Beliau menjawab, "Tidak. Kaos kaki hanya diharamkan untuk
lelaki."
Jika seornag laki-laki yang sedang ihram butuh untuk
memakainya, dia dibolehkan memakainya. Akan tetapi dia terkena fidyah, yaitu
menyembelih kambing atau memberi makan enam orang miskin atau berpuasa tiga
hari. Dia dibolehkan melakukan yang mana saja.
Al-Lajnah Ad-Daimah ditanya tentang hukum memakai kaos kaki
waktu thawaf qudum dalam haji atau thawaf umrah?
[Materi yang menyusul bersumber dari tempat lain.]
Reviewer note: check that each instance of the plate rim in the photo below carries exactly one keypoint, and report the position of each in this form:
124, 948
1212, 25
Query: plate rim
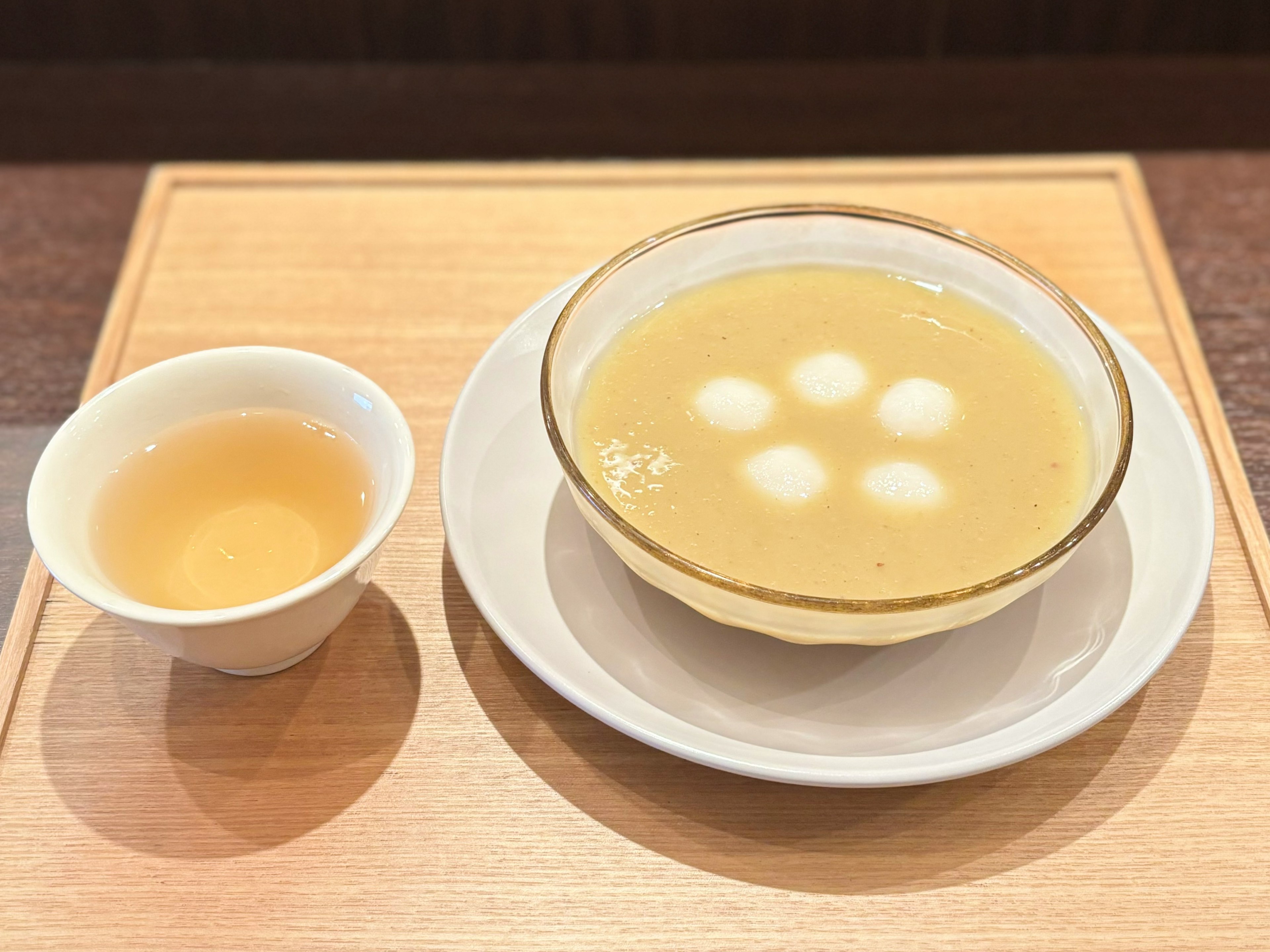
811, 775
Mereka menjawab, "Laki-laki tidak dibolehkan memakai kaos
kaki dalam kondisi ihram haji atau umrah. Kalau dia membutuhkannya karena
sakit atau lainnya, maka dia dibolehkan (memakainya) dan diharuskan membayar
fidyah, yaitu puasa tiga hari, memberi maka enam orang miskin, masing-masing
setengah sha berupa kurma atau semisalnya atau menyembelih kambing." (Fatawa
Al-Lajnah Ad-Daimah Lil Buhuts Al-Ilmiyah Wal Ifta, 11/183).